A bit of the last while has me poking around sites like classmates and facebook finding names of those from years gone by. Given the nature of those sites, there's a lot of folk from schooldays in there, a few pictures, some new content. Over a 30 year gap there's a lot of changes that take place.

It's no doubt the nature of the sites themselves, biasing introduced by design, but I'm surprised at the number of people that retain contact with their school mates. Quite frankly, I haven't given a lot of them much thought, and I wasn't one of those 'central' figures in school. Some people would remember me, most wouldn't, no standout here. I had my friends and have kept some level of contact with a couple, but very few. Even when I go back to Sydney and visit I generally just stay with family and not socialize too much. I wouldn't know where anyone was anyway and I really wasn't (isn't) that type that makes the extra effort to retain those bonds.

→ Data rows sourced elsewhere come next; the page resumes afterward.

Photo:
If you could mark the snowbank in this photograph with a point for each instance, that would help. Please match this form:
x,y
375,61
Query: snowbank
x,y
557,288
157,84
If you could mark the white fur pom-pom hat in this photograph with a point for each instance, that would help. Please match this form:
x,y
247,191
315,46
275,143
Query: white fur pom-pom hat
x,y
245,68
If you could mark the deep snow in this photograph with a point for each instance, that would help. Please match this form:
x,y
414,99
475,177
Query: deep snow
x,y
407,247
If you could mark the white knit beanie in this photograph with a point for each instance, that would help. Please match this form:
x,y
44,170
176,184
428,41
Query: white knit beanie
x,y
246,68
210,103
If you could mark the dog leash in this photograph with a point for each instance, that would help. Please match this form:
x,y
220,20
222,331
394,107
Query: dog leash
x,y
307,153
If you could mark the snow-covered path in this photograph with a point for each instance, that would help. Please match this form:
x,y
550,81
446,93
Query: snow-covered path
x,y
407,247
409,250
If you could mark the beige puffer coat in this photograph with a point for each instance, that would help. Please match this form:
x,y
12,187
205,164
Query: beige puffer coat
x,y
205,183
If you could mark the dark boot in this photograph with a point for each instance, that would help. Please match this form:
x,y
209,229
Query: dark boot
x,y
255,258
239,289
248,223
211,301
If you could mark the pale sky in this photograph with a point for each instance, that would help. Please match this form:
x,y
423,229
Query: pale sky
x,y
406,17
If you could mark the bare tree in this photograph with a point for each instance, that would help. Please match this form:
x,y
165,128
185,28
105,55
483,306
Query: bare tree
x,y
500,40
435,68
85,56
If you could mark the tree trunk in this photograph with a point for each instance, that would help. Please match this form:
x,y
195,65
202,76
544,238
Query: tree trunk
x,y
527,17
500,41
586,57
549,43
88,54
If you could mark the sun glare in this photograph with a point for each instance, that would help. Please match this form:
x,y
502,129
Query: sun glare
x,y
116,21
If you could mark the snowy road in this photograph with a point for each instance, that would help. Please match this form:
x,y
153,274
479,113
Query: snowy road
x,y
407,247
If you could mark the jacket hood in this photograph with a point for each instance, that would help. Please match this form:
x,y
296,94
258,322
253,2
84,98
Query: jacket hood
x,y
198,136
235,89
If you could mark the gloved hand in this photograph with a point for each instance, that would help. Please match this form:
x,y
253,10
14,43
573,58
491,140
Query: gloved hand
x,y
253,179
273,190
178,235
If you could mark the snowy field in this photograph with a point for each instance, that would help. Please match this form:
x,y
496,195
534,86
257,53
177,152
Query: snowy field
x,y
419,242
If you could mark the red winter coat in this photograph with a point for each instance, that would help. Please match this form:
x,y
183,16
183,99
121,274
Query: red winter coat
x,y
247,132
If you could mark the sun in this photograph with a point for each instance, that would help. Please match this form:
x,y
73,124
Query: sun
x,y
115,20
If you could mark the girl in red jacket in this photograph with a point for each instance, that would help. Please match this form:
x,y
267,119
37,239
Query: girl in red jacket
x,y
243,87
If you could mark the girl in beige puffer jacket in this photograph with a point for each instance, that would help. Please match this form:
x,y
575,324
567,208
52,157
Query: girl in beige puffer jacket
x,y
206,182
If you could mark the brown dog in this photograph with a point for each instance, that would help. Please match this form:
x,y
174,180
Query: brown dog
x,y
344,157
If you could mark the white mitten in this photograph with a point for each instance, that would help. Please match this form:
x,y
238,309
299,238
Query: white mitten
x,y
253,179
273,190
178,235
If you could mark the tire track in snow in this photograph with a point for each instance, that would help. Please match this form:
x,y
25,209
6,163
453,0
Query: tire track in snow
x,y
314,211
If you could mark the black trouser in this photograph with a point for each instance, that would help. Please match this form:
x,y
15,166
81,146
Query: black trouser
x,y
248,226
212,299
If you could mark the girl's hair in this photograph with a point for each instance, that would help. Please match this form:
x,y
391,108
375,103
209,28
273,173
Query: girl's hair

Still, a part of me does look back and kind of wants some of those old friendships to be there in some form or another.

In this body I've gone day to day, bed at night and wake up in the morning, and the time just ticks on by with those tiny bits of erosion that cumulate to form the face that looks back at me from the mirror. I've spent my time with work and family and lately I've realized that I haven't made much time for my own relationships and contacts. Part of it is my personality, part of it is finding the time in the big city to really make those things happen. Places I've worked at in the past had quite a social atmosphere to them and made it easier to make that one night a week to just hang out and yakkity-yak. That hasn't been the case here and I've found it's quite wearing when you lack that outlet.

It's interesting to see how others have fared. There are a few from way back when that I'd really like to know where they've gone to and what they're doing.

I've got a 30k coming up this week. Weather's supposed to be wet snow. Blech!